Aside from Last of the Mohicans, the other text that The Revenant made me think of was William T. Vollmann’s The Ice-Shirt, a very weird novel, although it feels wrong to call it that, since the “novel” is part of a seven volume series, includes a lot of folklore and no small amount of what I like to call "bad ethnography."
The Ice-Shirt is essentially about Medieval colonization of Greenland, but in what I’ll call a “mythical realist” register, one that involves a sustained engagement with both Norse and Inuit cosmology. This includes a sort of motif in the form of the Norse magical belief in the transmutational effects of certain articles of clothing, that is, shirts, that is, serkir, which are both things that you wear but also metaphysical postures you adopt (as I recall; it’s been a few years since I read it and it is, as is typical of Vollmann, a difficult book) (and I’m no Medievalist, not even a little bit).

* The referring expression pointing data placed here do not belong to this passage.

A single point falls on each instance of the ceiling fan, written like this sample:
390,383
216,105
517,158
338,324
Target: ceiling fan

If you were at any time a nerdy adolescent, you may at this point have flashbacks to some 12-year-old breathlessly explaining to you what a berserker is.
Wikipedia, fill us in:
“In the Old Norse written corpus, berserkers were those who were said to have fought in a trance-like fury, a characteristic which later gave rise to the modern English word berserk (meaning "furiously violent or out of control"). Berserkers are attested to in numerous Old Norse sources… The Old Norse form of the word was berserkr (plural berserkir). It likely means "bear-shirt" (compare the Middle English word serk, meaning shirt), "someone who wears a coat made out of a bear's skin". Thirteenth-century historian Snorri Sturluson interpreted the meaning as "bare-shirt", that is to say that the warriors went into battle without armour, but that view has largely been abandoned.”
Vollmann uses the “bear-shirt” in The Ice-Shirt to, as we would expect given its famous derivative, signify a capacity for a kind of bottomless rage and cruelty. In a more dedicated exploration of his novel, I would want to think about Vollmann’s metaphysical wardrobe here together with the pathologies of coloniality and whiteness, perhaps bringing him into conversation with people like Leslie Silko and James Baldwin.

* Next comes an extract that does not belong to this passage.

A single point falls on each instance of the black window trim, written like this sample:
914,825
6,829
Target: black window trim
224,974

But to keep it confined to The Revenant: something is going on here with the bearskin, something that exploits not only an imaginary conflation of indigeneity and animality but also possibly invokes a Norse or Nordic cosmology as well. We have a real viper’s nest of racialized imaginings going on, especially when we take into account the deeply fucked conceptual genealogy that wants to claim the European-descended inhabitants of a settler colonial U.S. as the inheritors of an “Aryan” legacy or birthright (see Nell Irvin Painter, The History of White People).
So what happens when Leo puts on the bear-shirt? Does he become a bear? Does he become Pawnee? Does he become a “spectral embodiment of miscegenation”? Does he become a Viking? In The Revenant, I feel, all of these things are somehow happening at once, which is why it is both an effective and somewhat incoherent film, tapping into the fever dream of racialization that simmers in our national imaginary.
This post is already too long, but leaving it here, I think that a comparison with Refn’s Valhalla Rising, in which the Vikings get their asses handed to them by the native people of Turtle Island, might at some point be in order.